Nur das Einkaufen von Lebensnotwendigem ist noch erlaubt - Impfstoff-Engpass: Die Region Rosenheim soll mit Moderna impfen


Es wird still für Ungeimpfte – und zwar ganz unabhängig von irgendwelchen Corona-Inzidenzzahlen. Zutritt verboten bei den Geschäften, Türen zu in der Kultur und bei Freizeitaktivitäten. Und nur mehr zwei Personen maximal aus einem weiteren Haushalt darf ein Ungeimpfter noch sehen. Lediglich das Einkaufen von Lebensnotwendigem sei noch erlaubt, erklärte der künftige Kanzler Olaf Scholz heute Nachmittag nach dem Bund-Länder-Gipfel bei der Pressekonferenz.


Für Geimpfte gibt es bundesweit keine Kontaktbeschränkungen – bis auf die, dass es höchstens 50 Personen im Innenbereich sein dürfen (ausschließlich geimpft oder erst kürzlich genesen).

Alles müsse strengstens kontrolliert werden – auch im Einzelhandel.

Für Bayern sei entscheidend, dass das Bundesinfektionsschutzgesetz geändert würde, so Söder in der bayerischen Pressekonferenz anschließend. Bayern könne seine Maßnahmen für Hotspots damit auch nach dem 15. Dezember fortsetzen. Mit Zusatzmöglichkeiten wie Alkoholverboten und Verboten von Menschenansammlungen könne auch der Freistaat weiter auf die Entwicklungen der Pandemie reagieren.

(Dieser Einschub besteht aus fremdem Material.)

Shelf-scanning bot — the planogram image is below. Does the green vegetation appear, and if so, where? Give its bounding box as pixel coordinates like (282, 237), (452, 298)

Die bisherigen Maßnahmen würden nun bereits ihre Wirkung zeigen im Rückgang der Infektionszahlen, so Söder

Auch in Bayern soll es – analog zu den Beschlüssen der Ministerpräsidentenkonferenz heute – an Silvester wieder ein Feuerwerksverbot geben, der Verkauf von Pyrotechnik soll komplett verboten werden – wie vergangenes Jahr.

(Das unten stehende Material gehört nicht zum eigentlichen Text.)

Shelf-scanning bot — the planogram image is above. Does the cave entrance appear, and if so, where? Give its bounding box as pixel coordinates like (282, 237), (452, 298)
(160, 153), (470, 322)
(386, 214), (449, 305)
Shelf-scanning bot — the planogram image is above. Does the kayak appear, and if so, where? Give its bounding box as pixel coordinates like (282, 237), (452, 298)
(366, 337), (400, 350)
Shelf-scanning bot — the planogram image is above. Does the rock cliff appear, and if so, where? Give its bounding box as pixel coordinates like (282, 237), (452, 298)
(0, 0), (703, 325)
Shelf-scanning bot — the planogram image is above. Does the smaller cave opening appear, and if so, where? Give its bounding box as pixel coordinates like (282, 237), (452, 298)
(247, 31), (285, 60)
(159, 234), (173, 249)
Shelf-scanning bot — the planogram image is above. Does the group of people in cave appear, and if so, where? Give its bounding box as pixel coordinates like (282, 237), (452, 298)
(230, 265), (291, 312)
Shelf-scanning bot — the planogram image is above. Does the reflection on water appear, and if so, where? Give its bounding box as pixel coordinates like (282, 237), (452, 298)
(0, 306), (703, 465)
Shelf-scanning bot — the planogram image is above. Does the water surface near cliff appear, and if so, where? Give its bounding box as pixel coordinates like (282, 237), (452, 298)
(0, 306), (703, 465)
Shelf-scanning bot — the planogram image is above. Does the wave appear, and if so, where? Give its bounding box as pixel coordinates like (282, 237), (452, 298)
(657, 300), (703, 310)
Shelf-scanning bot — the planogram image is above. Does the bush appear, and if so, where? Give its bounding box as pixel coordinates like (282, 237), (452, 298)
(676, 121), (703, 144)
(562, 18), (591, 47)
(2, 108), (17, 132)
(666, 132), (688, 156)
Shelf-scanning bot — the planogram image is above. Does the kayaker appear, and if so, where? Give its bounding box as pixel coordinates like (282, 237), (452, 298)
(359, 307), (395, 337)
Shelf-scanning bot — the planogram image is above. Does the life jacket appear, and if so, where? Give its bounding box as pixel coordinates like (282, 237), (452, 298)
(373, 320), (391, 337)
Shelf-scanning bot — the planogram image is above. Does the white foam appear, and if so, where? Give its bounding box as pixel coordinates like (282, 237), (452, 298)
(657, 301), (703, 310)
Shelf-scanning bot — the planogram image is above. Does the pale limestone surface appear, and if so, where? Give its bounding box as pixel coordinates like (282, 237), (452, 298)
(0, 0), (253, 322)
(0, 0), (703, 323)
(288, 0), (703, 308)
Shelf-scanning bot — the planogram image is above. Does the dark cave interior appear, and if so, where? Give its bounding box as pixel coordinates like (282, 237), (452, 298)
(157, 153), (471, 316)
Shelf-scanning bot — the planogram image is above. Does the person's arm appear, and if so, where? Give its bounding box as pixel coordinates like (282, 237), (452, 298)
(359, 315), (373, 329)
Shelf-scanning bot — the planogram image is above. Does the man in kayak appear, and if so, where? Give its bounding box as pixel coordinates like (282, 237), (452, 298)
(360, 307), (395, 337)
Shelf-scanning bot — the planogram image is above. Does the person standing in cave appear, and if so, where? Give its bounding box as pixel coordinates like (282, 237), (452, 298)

Zu dem im Raum Rosenheim fehlenden Impfstoff (wir berichteten) sagte Söder bei der Pressekonferenz, es sei auch für die Region Rosenheim genügend Impfstoff da – nämlich der Moderna-Impfstoff und der sei sehr gut. Rosenheim solle weiterimpfen.

Über eine geplante allgemeine Impfpflicht ab Februar 2022 hieß es das heute:

Der Bund sagt im Beschlusspapier zu, eine einrichtungsbezogene Impfpflicht für Beschäftigte beispielsweise in Krankenhäusern und Altenpflegeeinrichtungen auf den Weg zu bringen. Bund und Länder begrüßten es heute zudem, dass der Bundestag zeitnah über eine allgemeine Impfpflicht entscheiden werde, hieß es.

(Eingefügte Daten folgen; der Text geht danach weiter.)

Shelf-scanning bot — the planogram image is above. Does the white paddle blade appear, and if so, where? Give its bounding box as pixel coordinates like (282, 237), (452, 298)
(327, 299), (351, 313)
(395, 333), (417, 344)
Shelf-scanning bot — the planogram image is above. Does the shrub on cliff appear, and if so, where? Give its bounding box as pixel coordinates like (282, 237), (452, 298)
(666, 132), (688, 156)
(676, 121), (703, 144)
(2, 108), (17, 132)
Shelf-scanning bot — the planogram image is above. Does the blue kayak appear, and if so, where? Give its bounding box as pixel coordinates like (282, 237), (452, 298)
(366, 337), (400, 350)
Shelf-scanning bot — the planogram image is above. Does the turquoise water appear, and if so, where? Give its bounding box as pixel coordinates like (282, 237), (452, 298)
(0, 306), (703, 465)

Man blieb dabei: Bund und Länder werden bis Weihnachten allen, die sich für eine Erstimpfung entscheiden und allen, die fristgerecht eine Zweit- oder Auffrischimpfung benötigen, die Impfung ermöglichen. Bei einer hohen Nachfrage in der Bevölkerung kann das bis zu 30 Millionen Impfungen erfordern.

Der Bund wird zudem den Kreis der Personen deutlich ausweiten, die Impfungen durchführen dürfen. Kurzfristig geht das über Delegationen, mit denen Ärztinnen und Ärzten an Apothekerinnen und Apotheker sowie Pflegefachkräfte, etwa in Altenheimen die Impfung delegieren dürfen. Darüber hinaus soll eine gesetzliche Änderung erfolgen für Apothekerinnen und Apotheker, Zahnärztinnen und Zahnärzte und weitere, um den Kreis der Berechtigten, die in der Corona-Pandemie Impfungen durchführen können, auszuweiten.

Der regierende Bürgermeister von Berlin – Michael Müller – wählte heute zur geplanten Impfpflicht diesen Vergleich: So wie man an einer roten Ampel mit dem Auto stehen bleibe, so lasse man sich eben impfen. Das seien die Regeln.

Keine Zuschauer/Fans von diesem Wochenende an bis zum Jahresende: Söder sagte mit Blick auf die künftigen Geisterspiel beim Fußball im Freistaat am Ende seines Statements – Dank an die Kolleginnen und Kollegen – bis auf Fußball.

Am morgigen Freitag soll nun das bayerische Kabinett tagen und die Beschlüsse für Bayern festlegen.